1766: At Fort Ontario, Canada, Ottawa chief Pontiac and William Johnson signed a peace agreement.

1862: Rear Admiral Farragut's fleet departed its station below Vicksburg, as the falling water level of the river and sickness among his ships' crews necessitated withdrawal to Baton Rouge and New Orleans.

1863: Battle at Battle Mountain, Virginia.

1863: Rear Admiral Dahlgren's ironclads and gunboats, including U.S.S. New Ironsides, Weehauken, Patapsco, Montauk, Catskill, Nantucket, Paul Jones, Ottawa, Seneca, and Dai Ching, bombarded Fort Wagner in support of Army operations ashore.

1864: Confederate General Jubal Early defeats Union troops under General George Crook to keep the Shenandoah Valley clear of Yankees.

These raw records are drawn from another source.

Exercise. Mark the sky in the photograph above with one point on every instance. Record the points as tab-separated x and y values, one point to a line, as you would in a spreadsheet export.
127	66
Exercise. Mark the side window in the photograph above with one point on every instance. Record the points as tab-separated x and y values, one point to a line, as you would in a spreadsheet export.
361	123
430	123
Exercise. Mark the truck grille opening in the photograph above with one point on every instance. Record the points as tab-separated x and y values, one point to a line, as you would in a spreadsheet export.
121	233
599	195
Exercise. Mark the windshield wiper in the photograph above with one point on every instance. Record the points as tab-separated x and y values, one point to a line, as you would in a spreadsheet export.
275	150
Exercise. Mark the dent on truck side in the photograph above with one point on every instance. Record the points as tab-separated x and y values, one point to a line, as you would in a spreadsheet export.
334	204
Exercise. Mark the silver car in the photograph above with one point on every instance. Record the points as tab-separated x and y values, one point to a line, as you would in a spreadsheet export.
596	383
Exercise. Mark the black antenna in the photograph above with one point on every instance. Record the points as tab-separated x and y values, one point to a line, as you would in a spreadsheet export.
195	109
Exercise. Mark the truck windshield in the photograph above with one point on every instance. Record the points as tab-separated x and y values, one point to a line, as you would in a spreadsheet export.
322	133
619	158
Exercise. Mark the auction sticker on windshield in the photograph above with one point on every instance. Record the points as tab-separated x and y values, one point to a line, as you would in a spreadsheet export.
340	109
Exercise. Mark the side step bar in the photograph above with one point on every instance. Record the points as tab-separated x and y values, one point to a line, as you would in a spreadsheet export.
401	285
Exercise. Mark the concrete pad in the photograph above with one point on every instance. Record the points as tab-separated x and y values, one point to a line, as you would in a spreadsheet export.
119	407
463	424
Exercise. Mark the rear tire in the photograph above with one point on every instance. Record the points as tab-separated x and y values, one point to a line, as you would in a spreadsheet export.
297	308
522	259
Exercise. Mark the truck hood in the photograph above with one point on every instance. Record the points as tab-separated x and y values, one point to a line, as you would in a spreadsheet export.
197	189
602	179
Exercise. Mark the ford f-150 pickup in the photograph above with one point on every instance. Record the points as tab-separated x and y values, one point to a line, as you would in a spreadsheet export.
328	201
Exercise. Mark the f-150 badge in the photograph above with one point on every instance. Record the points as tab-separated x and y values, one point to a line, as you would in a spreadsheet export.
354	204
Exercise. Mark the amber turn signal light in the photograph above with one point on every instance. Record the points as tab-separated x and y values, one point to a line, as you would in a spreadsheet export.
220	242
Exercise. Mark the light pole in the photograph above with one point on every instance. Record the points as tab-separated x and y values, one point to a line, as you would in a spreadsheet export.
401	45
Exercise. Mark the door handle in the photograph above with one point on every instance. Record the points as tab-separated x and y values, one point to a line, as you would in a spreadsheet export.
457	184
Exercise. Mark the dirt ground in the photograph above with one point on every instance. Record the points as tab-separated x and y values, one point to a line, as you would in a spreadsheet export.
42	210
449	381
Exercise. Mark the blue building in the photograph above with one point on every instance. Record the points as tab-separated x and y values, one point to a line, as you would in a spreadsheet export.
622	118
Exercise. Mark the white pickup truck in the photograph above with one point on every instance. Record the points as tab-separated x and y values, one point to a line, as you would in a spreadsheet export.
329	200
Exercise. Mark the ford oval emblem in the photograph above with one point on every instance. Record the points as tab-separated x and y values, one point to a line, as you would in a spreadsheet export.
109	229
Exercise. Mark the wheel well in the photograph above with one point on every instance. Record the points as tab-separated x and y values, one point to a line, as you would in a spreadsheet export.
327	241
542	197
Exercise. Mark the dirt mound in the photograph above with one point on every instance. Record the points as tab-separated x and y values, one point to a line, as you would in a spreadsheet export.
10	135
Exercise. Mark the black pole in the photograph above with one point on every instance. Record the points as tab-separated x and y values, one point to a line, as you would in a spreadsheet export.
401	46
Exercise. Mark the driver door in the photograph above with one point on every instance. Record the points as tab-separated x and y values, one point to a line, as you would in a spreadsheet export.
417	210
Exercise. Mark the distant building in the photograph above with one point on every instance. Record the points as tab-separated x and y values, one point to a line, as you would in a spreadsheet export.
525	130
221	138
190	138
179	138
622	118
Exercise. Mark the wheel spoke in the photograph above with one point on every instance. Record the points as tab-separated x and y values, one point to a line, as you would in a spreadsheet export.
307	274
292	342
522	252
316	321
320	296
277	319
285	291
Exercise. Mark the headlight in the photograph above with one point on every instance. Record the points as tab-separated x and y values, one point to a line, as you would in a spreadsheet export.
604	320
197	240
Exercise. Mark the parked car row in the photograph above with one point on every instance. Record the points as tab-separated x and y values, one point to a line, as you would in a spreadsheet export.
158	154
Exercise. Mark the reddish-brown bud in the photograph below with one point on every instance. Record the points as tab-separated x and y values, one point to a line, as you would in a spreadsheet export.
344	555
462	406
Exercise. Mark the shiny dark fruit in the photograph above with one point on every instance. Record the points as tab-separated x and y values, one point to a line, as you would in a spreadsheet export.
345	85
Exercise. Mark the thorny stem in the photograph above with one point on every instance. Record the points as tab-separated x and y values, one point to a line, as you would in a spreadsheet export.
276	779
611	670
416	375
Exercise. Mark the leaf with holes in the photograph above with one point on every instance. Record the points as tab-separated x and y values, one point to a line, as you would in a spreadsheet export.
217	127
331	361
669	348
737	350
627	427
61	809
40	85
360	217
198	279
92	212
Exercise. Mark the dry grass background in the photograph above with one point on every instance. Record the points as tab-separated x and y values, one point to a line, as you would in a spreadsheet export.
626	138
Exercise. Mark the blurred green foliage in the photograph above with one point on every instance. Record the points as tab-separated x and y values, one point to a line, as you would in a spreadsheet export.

1864: Confederate guerrillas captured and burned steamer Kingston, which had run aground the preceding day between Smith's Point and Windmill Point on the Virginia shore of Chesapeake Bay.

1866: Tennessee became the first state to be readmitted to the Union after the Civil War.

1936: CGC Cayuga was ordered to San Sebastian, Spain as the outbreak of the Spanish Civil War necessitated the evacuation of U.S. citizens.